Soler destacó también que "nadie" del departamento de Interior hizo "nada" para preparar el referéndum. También puso el acento en su limitada capacidad de acción desde un puesto en el que actuaba únicamente como responsable "gubernativo". No tenía, así, mando sobre la policía cuando ésta actuaba en funciones judiciales. Se limitaba -dijo- a recibir informes en los que apreció que el cumplimiento de las órdenes de la Fiscalía y la jueza se iban acatando. En esta misma línea quiso evidenciar que estuvo poco tiempo frente al cuerpo.

Puigdemont

El interrogatorio fue aún más tenso que en el caso de Trapero. A Soler le faltó ese autocontrol que sí manifestó el mayor. En determinados momentos, el enfrentamiento dialectico acusado-fiscal provocó la intervención de la presidenta del tribunal, Concepción Espejel.
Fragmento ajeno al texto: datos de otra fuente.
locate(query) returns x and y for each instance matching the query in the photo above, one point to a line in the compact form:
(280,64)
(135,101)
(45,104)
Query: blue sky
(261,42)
Uno de esos momentos llegó con la pregunta sobre la reunión en la que Carles Puigdemont fuye advertido por Trapero de los riesgos de continuar adelante con la convocatoria.

El fiscal preguntaba y repreguntaba por qué no trató de disuadir al Govern de esa idea y Soler se indignó. "¡Pedirme a mi que yo desautorice al president! ¡Es mi superior jerárquico!", dijo visiblemente alterado. "¿Cómo voy a cuestionar yo lo que él diga? Es un alto cargo del Govern. Imagino que él aceptaría las consecuencias. A mi nadie me pidió que hiciera algo ilegal", espetó.